There have been major improvements in the drugs used for anaesthesia. Starting in 1846, the first anaesthetics were given with one drug, such as ether or chloroform. Inhaling these drugs was unpleasant, because of the smell and a sensation of choking. induction of anaesthesia was often slow and occasionally patients would struggle and have to be restrained. Because only one drug was used, patients needed heavy doses to make them very deeply anaesthetised. This was to ensure that the patients’ muscles were sufficiently relaxed for the surgeons to be able to operate. After the operation, patients often slept for long periods of time, as they breathed out the large amounts of drug that had been used. Vomiting and severe postoperative pain were very common.

Since the 1940s, anaesthetists have had the benefit of being able to use many new anaesthetic agents. All have contributed to the development of anaesthetic practice as it is today. The newer agents tend to be absorbed less by the body’s fat, which means that they have a shorter duration of action than the older agents. This allows anaesthetists to determine and control the depth of an anaesthetic more precisely for the requirements of each individual patient.
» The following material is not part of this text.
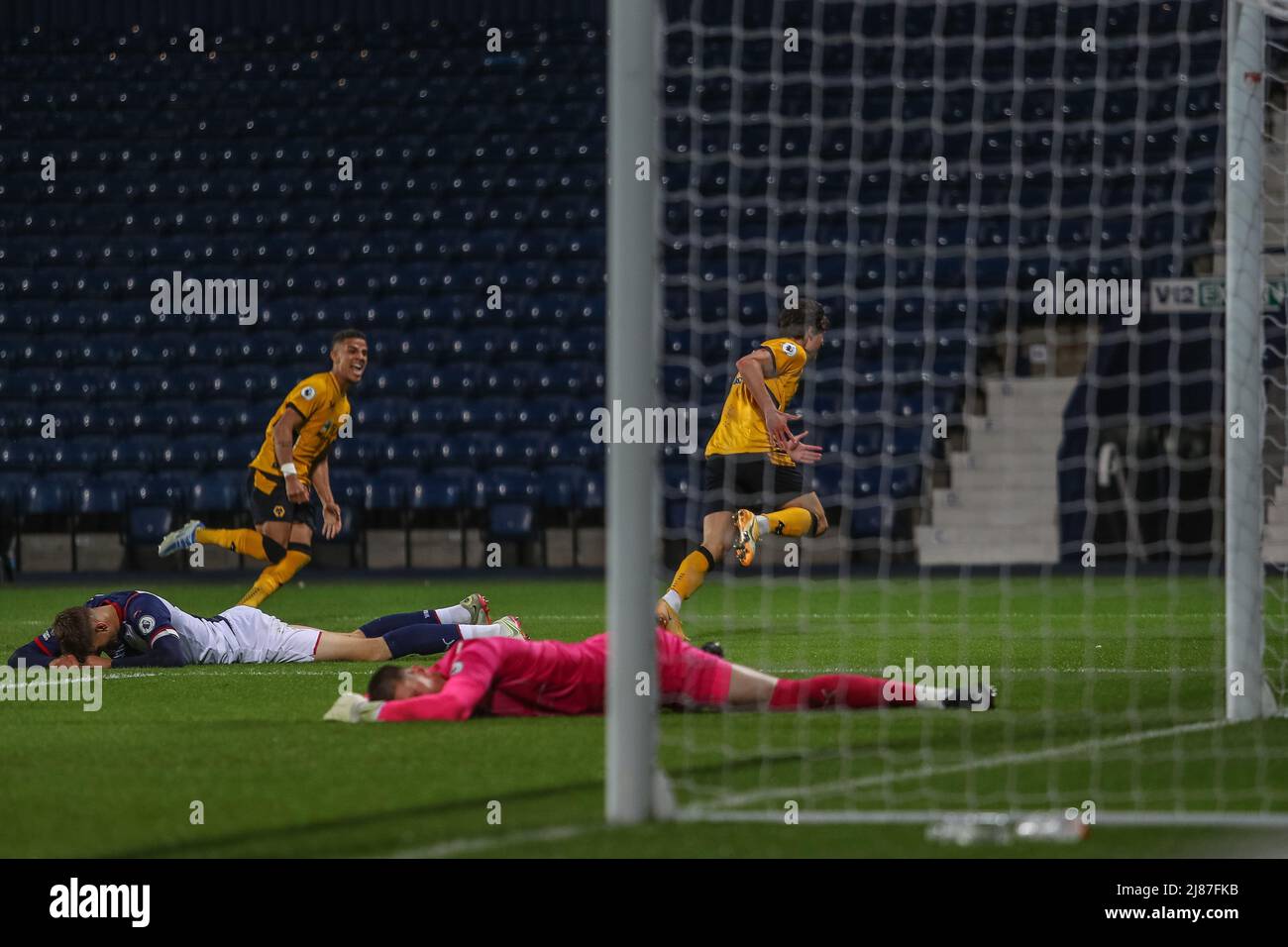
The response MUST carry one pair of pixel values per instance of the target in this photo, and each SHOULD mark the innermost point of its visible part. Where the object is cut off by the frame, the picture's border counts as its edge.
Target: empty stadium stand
(476, 170)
However, the principle upon which the use of all of these drugs is based remains common to those of the original agents – ‘sufficient and safe’.

In addition to improvements in anaesthetic agents, there have been major changes in the equipment used to give the anaesthetic and to monitor its effects. As recently as the mid-1970s, anaesthetics were given in modern hospitals in Canada and Australia with only a blood pressure cuff and a stethoscope to monitor the patient. Since then, many new pieces of equipment have been introduced. As a result, anaesthetists are now better able to assess and evaluate what is happening to their patients.